Vers le soir, sa tournée achevée, il revint vers le presbytère et la pensée importune lui revint ; mais cette fois il ne put la chasser. D’autant que, en passant devant la maison de Peppone, il s’entendit appeler. C’était la femme du maire.
— Mon Révérend, si vous regardez dans le registre des baptêmes, vous verrez que nous sommes aussi dans la liste des chrétiens !
— Je regarderai, répondit don Camillo. Il reste que je ne peux mettre les pieds dans une maison d’excommuniés.
— Mes enfants et moi, répliqua-t-elle, nous n’y sommes pour rien. Mes enfants et moi, nous ne faisons pas de politique.
— Bien sûr ! marmonna don Camillo. Vous ne faites pas de politique sauf quand vos enfants viennent écrire : « À bas le Vatican ! » sur les murs du presbytère et quand vous-même vous jouez la partisane de la paix et expliquez au peuple que les prêtres sont d’accord avec l’Amérique et veulent la guerre.
— Politique ou pas, ma maison est une maison honnête, répliqua la femme.
— Je ne le mets pas en doute, repartit don Camillo. Sur la maison, il n’y a rien à dire ; il y a beaucoup à dire sur qui l’habite.
Don Camillo s’apprêtait à poursuivre son chemin, quand une petite vieille, toute rabougrie et cassée, la tête serrée dans un fichu noir, se mit à la porte.
— Bonsoir, mon Révérend, dit-elle. Vous ne me reconnaissez pas ?
Don Camillo la reconnaissait. Elle était partie du village il y avait fort longtemps, quand le frère de Peppone avait ouvert un garage pour son propre compte à Trecastelli. Depuis lors, elle n’y était plus revenue. Don Camillo pensait qu’elle avait dû mourir là-bas, parce qu’elle était déjà vieille comme Hérode quand elle avait quitté Peppone pour suivre son plus jeune fils.
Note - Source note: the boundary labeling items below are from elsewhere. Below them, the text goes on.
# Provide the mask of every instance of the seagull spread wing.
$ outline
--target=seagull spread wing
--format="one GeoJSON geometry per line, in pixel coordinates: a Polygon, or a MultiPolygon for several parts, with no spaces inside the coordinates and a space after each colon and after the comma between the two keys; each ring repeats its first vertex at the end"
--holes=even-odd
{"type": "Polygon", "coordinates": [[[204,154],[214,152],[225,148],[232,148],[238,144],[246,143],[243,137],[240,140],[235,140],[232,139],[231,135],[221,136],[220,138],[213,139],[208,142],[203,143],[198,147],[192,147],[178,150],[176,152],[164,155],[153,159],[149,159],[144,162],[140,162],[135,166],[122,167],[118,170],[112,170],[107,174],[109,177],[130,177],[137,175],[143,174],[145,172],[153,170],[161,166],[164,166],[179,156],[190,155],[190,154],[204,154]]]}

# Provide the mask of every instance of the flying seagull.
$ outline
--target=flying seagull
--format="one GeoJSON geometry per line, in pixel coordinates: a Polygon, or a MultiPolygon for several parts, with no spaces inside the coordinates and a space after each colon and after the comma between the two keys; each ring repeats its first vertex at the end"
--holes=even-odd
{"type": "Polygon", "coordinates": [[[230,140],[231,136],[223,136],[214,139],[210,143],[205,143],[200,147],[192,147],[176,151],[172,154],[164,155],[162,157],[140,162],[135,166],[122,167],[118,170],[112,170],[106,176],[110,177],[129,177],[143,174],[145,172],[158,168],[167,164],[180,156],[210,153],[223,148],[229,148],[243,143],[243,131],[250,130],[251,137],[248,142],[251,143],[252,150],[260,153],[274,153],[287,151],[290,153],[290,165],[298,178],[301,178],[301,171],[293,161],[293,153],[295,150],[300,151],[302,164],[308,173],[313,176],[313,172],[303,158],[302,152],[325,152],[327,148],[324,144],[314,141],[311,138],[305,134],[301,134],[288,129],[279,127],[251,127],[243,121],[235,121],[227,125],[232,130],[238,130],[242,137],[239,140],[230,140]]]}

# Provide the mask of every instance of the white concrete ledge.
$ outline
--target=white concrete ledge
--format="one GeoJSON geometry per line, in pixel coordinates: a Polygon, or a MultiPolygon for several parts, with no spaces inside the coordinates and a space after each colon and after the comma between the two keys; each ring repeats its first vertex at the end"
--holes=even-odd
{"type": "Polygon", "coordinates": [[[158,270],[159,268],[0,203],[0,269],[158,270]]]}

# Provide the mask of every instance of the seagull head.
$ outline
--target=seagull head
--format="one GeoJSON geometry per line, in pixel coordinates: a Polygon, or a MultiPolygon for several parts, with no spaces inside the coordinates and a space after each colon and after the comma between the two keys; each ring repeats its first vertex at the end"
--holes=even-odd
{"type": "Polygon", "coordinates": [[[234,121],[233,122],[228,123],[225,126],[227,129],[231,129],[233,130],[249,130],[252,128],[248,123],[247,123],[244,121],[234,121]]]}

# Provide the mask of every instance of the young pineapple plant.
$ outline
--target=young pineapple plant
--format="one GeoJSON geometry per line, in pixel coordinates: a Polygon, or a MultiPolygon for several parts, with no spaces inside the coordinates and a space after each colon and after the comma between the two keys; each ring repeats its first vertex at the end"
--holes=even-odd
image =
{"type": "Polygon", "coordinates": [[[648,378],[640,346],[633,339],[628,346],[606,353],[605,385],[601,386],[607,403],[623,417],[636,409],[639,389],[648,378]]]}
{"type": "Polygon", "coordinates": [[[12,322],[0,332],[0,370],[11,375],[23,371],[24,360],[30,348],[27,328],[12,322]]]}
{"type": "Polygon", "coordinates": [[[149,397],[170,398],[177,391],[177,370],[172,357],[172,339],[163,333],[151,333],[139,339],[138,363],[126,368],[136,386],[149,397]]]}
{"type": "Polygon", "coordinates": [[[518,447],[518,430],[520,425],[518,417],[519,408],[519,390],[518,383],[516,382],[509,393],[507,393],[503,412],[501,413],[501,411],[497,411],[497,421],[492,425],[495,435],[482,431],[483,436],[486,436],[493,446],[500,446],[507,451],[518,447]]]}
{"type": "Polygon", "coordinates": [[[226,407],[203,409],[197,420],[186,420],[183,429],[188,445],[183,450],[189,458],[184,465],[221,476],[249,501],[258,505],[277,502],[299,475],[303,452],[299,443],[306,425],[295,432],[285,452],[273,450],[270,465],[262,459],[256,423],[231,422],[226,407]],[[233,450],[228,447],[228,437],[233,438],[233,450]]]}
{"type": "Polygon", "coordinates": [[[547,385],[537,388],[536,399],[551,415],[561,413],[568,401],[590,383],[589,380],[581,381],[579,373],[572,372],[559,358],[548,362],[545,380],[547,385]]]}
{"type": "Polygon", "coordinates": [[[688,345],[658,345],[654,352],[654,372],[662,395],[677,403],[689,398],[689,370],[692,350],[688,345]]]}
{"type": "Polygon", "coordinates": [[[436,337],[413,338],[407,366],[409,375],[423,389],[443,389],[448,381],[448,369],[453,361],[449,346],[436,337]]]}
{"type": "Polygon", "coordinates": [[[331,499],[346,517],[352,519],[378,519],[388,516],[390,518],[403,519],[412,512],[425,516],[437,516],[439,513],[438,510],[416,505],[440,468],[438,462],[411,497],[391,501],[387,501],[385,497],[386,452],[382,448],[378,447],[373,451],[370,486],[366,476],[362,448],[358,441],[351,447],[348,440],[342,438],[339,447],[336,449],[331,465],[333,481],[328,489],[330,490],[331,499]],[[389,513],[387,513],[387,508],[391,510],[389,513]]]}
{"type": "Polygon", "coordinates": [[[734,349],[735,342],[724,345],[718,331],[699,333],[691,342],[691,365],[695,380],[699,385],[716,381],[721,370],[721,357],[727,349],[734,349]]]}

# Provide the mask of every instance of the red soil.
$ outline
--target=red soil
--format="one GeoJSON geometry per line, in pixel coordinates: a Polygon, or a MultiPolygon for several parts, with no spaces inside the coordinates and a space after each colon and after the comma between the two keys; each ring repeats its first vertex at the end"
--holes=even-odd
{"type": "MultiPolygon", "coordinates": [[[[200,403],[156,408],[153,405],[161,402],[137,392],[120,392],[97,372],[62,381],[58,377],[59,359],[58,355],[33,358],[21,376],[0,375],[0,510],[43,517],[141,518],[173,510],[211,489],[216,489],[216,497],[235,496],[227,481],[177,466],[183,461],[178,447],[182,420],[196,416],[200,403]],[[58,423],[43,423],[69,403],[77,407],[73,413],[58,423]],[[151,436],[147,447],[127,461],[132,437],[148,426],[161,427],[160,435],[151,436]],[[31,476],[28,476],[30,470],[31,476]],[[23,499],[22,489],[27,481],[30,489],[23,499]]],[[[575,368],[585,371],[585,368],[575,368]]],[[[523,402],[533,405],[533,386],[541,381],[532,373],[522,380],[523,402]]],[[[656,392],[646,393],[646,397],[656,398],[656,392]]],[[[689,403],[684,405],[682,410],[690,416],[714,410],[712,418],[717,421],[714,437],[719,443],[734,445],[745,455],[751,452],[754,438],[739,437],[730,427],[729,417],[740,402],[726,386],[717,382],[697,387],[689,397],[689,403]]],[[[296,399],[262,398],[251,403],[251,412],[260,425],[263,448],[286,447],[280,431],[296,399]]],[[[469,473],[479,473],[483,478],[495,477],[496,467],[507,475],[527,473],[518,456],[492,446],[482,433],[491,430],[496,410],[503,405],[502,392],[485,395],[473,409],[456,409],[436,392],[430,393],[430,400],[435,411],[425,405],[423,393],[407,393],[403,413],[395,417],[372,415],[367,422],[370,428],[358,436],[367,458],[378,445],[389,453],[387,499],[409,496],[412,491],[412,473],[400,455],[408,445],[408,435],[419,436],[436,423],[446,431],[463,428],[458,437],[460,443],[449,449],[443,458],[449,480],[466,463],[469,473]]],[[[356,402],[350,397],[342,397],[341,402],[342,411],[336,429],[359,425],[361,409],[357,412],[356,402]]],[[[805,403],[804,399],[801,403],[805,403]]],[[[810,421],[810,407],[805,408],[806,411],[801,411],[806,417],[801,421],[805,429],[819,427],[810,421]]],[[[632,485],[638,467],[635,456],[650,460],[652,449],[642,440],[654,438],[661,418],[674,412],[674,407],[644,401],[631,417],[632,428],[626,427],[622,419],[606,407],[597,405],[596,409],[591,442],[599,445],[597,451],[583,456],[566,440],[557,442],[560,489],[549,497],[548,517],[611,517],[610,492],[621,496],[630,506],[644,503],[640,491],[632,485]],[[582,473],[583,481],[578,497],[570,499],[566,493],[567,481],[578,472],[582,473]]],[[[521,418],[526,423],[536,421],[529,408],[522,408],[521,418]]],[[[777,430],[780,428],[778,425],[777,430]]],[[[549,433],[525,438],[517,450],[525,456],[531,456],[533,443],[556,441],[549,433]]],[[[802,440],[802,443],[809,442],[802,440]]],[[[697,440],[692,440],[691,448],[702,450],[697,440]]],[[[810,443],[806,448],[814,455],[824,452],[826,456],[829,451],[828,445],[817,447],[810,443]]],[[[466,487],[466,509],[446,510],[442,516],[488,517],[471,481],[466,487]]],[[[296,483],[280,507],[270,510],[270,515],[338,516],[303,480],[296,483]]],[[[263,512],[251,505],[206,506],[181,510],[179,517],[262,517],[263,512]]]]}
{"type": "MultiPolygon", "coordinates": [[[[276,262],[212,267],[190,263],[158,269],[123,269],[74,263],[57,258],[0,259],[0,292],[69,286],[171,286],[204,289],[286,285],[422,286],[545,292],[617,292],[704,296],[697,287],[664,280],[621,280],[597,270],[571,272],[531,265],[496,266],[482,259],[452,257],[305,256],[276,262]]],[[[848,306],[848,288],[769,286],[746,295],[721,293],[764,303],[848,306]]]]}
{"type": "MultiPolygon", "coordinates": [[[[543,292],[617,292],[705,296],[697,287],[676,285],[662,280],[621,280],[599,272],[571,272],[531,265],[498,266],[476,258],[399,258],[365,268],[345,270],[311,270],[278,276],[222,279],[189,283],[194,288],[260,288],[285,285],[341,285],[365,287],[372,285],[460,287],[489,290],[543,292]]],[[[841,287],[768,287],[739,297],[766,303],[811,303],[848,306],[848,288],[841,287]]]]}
— J’ai quatre-vingt-six ans passés, mon Révérend, expliqua la petite vieille. Désormais je n’en ai plus pour longtemps et, avant de fermer les yeux, j’ai voulu revoir ma vieille maison. Je suis là depuis une semaine et je serais venue vous voir ; mais ils me surveillent comme une gamine de trois ans ; ils ne veulent pas que je sorte seule. D’ailleurs je pensais que vous viendriez, vous, pour la bénédiction de Pâques. Entrez, entrez, mon Révérend.
Don Camillo avala sa salive.
— Oui… précisément… balbutia-t-il. Le fait est que je disais justement à votre bru…
La voix impérieuse de Peppone l’interrompit :
— Bonsoir, Révérend ! Vous avez vu comme elle est encore gaillarde, ma petite mère ?
— Elle est vraiment étonnante ! s’exclama don Camillo. Il semble vraiment que les années ne passent pas pour elle.
— Elles passent, oui ; elles passent, oui ! dit-elle en riant. Je suis là tordue comme une souche et quand je marche, si je ne fais pas attention, je trébuche ! Mais entrez, mon Révérend !
— Et Jacquot comment va-t-il ? demanda don Camillo.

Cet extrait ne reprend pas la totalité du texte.